Ese zaguán de besos estrujados con la que fue la madre de sus hijos.
Ese mismo zaguán, desde donde mirando hacia atrás, podía ver por última vez aquel pasillo largo diseñado por Moebius, que parecía tan largo que ni diez millones de años luz bastarían para recorrerlo entero.
—¡Viejo! ¡Viejo! ¡Abrí la puerta, por favor! —gritaron sus hijos desde la calle, tratando de forzar las maderas negras que, aunque viejas y desvencijadas, resistían el embate, crujiendo de dolor.
—¡Papá! Ya está bien, tenemos que irnos —gritó el mayor, en tono admonitorio.
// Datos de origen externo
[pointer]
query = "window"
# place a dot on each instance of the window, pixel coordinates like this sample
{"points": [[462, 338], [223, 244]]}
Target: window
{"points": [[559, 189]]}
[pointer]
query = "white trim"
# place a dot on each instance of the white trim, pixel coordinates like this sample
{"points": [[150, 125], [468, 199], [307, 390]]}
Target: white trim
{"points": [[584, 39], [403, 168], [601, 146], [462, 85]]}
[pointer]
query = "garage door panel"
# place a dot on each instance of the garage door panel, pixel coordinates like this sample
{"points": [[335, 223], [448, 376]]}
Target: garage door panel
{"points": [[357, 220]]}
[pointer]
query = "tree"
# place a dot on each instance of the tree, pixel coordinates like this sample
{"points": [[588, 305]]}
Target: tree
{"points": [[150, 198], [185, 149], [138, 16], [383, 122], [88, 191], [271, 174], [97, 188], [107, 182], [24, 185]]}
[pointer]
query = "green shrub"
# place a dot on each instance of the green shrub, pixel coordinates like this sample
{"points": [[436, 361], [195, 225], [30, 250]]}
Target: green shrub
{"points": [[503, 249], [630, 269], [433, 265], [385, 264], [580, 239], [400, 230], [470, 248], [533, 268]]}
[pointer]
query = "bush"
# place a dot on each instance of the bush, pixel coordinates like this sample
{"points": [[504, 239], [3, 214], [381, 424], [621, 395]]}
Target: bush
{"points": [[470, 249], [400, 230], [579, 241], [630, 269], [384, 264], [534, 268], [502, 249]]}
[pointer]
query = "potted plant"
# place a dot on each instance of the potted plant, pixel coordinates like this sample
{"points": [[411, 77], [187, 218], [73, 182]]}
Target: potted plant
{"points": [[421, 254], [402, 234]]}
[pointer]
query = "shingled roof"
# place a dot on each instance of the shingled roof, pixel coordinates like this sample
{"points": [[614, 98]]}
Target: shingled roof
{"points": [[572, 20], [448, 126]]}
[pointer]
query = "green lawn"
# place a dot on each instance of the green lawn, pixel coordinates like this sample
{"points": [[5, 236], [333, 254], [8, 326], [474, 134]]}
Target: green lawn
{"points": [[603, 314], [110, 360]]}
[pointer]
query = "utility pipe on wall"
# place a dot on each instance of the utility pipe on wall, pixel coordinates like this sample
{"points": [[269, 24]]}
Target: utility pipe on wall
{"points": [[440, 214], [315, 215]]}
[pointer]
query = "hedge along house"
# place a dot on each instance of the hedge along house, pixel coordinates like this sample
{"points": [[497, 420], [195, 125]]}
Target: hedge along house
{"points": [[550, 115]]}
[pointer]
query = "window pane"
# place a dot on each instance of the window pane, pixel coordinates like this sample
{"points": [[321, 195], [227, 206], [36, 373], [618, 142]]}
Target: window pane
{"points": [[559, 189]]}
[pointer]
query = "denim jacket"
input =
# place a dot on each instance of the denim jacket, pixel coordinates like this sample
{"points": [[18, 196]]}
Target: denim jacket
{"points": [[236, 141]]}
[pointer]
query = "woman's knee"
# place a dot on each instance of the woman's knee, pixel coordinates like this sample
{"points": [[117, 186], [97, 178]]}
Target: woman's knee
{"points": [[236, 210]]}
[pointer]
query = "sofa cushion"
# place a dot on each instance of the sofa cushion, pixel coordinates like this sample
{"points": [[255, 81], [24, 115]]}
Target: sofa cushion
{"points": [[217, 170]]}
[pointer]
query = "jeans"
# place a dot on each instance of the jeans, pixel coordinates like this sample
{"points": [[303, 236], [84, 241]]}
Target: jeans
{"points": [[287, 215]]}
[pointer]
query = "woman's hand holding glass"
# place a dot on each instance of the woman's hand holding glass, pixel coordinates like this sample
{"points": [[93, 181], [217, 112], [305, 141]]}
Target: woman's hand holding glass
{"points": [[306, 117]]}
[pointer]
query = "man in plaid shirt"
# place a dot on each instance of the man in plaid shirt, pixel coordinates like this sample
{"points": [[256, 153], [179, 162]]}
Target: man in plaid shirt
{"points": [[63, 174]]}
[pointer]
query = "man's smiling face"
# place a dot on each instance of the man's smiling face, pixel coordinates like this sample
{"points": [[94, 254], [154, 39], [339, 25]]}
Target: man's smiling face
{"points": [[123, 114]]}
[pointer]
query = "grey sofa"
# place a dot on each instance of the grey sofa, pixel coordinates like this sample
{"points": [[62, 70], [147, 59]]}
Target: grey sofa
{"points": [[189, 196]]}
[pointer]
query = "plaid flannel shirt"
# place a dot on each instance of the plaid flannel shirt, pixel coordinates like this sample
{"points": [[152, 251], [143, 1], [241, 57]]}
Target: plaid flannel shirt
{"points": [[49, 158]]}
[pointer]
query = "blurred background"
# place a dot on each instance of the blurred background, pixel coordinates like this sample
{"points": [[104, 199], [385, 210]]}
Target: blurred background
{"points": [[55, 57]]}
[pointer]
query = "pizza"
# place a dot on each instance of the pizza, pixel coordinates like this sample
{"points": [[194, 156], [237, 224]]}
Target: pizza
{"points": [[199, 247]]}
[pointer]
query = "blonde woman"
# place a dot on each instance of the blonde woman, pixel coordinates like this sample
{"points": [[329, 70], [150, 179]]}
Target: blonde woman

—El camión ya se llevó las cosas. Nos tenés que ayudar a acomodarlas en la otra casa… ¡Papá! Abrí por favor. —le rogó el hijo menor.
—¡Che! ¿Se puede saber a quién le están gritando ustedes? —preguntó el viejo no tan viejo, sentado en el cordón de la vereda, pelando una mandarina—. ¿Qué les pasa, se volvieron locos?
—¡Papá! —respondieron sorprendidos, casi al unísono.
—Qué susto nos diste, viejo —se apuró a decirle el hijo mayor—. Pensamos que te había pasado algo… la puerta se cerró con un golpe de viento. No la podíamos abrir y vos, encima, no nos contestabas nada.
—Pero si nosotros no nos movimos ni un segundo de este umbral y no te vimos pasar —dijo el más joven, razonando —… ¿Por dónde saliste?
—Por los recuerdos. Tomen la llave y dejen todo bien cerrado. Así no me alcanzan.